AWS Client VPN
Administrator Guide

The AWS Documentation website is getting a new look!
Try it now and let us know what you think. Switch to the new look >>

You can return to the original look by selecting English in the language selector above.

Routes

Each Client VPN endpoint has a route table that describes the available destination network routes. Each route in the route table determines where the network traffic is directed. You must configure authorization rules for each Client VPN endpoint route to specify which clients have access to the destination network.

When you associate a subnet from a VPC with a Client VPN endpoint, a route for the VPC is automatically added to the Client VPN endpoint's route table. To enable access for additional networks, such as peered VPCs, on-premises networks, and the internet, you must manually add a route to the Client VPN endpoint's route table.

Split-Tunnel on AWS Client VPN Endpoint Considerations

When you use split-tunnel on an AWS Client VPN endpoint, all of the routes that are in the AWS Client VPN route tables are added to the client route table when the VPN is established. If you add a route after the VPN is established, you must reset the connection so that the new route is sent to the client.

We recommend that you account for the number of routes that the client device can handle before you modify the Client VPN endpoint route table.

Create an Endpoint Route

When you create a route, you specify how traffic for the destination network should be directed.

To allow clients to access the internet, add a destination 0.0.0.0/0 route.

You can add routes to a Client VPN endpoint by using the console and the AWS CLI.

To create a Client VPN endpoint route (console)

  1. Open the Amazon VPC console at https://console.aws.amazon.com/vpc/.

  2. In the navigation pane, choose Client VPN Endpoints.

  3. Select the Client VPN endpoint to which to add the route, choose Route Table, and choose Create Route.

  4. For Route destination, specify the IPv4 CIDR range for the destination network. For example:

    • To add a route for internet access, enter 0.0.0.0/0.

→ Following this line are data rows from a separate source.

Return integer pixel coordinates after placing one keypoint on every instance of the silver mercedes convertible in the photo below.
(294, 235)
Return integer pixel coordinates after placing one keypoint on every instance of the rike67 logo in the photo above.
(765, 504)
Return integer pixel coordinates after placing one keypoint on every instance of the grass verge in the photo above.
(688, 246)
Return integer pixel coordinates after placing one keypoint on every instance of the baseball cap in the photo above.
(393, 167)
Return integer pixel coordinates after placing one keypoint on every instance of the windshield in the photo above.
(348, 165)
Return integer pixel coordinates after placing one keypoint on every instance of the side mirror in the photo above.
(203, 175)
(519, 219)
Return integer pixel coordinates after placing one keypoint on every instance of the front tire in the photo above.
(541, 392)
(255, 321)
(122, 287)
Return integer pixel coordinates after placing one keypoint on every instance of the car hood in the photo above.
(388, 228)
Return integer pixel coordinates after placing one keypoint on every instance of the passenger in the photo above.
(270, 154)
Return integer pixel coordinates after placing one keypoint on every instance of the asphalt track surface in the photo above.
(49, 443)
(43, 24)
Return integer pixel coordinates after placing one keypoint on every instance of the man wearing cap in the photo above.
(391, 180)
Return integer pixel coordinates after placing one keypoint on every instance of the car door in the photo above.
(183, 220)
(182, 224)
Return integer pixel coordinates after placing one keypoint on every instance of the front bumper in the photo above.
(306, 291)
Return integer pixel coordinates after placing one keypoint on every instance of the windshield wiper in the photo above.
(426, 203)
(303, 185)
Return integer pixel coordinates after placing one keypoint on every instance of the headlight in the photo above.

    • To add a route for a peered VPC, enter the peered VPC's IPv4 CIDR range.

    • To add a route for an on-premises network, enter the AWS Site-to-Site VPN connection's IPv4 CIDR range.

  5. For Target VPC Subnet ID, select the subnet that is associated with the Client VPN endpoint.

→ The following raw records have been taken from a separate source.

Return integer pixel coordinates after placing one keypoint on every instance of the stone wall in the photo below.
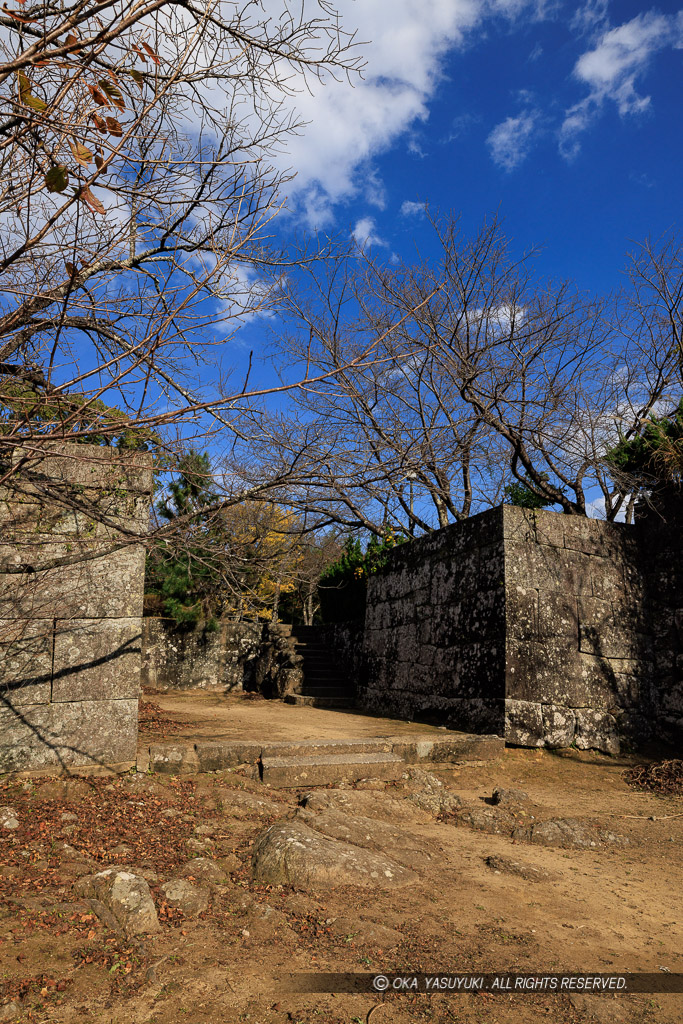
(70, 617)
(550, 630)
(579, 644)
(434, 639)
(223, 660)
(345, 642)
(662, 547)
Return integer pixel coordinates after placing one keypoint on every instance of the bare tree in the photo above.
(136, 153)
(389, 443)
(485, 373)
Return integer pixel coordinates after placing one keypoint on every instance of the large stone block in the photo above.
(521, 612)
(523, 723)
(108, 586)
(526, 527)
(559, 725)
(57, 463)
(58, 735)
(558, 615)
(26, 660)
(553, 672)
(100, 517)
(596, 730)
(96, 658)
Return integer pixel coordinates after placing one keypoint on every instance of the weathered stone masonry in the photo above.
(550, 630)
(224, 660)
(70, 636)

  6. For Description, enter a brief description for the route.

  7. Choose Create Route.

To create a Client VPN endpoint route (AWS CLI)

Use the create-client-vpn-route command.

View Endpoint Routes

You can view the routes for a specific Client VPN endpoint by using the console or the AWS CLI.

To view Client VPN endpoint routes (console)

  1. In the navigation pane, choose Client VPN Endpoints.

  2. Select the Client VPN endpoint for which to view routes and choose Route Table.

To view Client VPN endpoint routes (AWS CLI)

Use the describe-client-vpn-routes command.

Delete an Endpoint Route

You can only delete routes that you added manually. You can't delete routes that were automatically added when you associated a subnet with the Client VPN endpoint. To delete routes that were automatically added, you must disassociate the subnet that initiated its creation from the Client VPN endpoint.

You can delete a route from a Client VPN endpoint by using the console or the AWS CLI.

To delete a Client VPN endpoint route (console)

  1. Open the Amazon VPC console at https://console.aws.amazon.com/vpc/.

  2. In the navigation pane, choose Client VPN Endpoints.

  3. Select the Client VPN endpoint from which to delete the route and choose Route Table.

  4. Select the route to delete, choose Delete Route, and choose Delete Route.

To delete a Client VPN endpoint route (AWS CLI)

Use the delete-client-vpn-route command.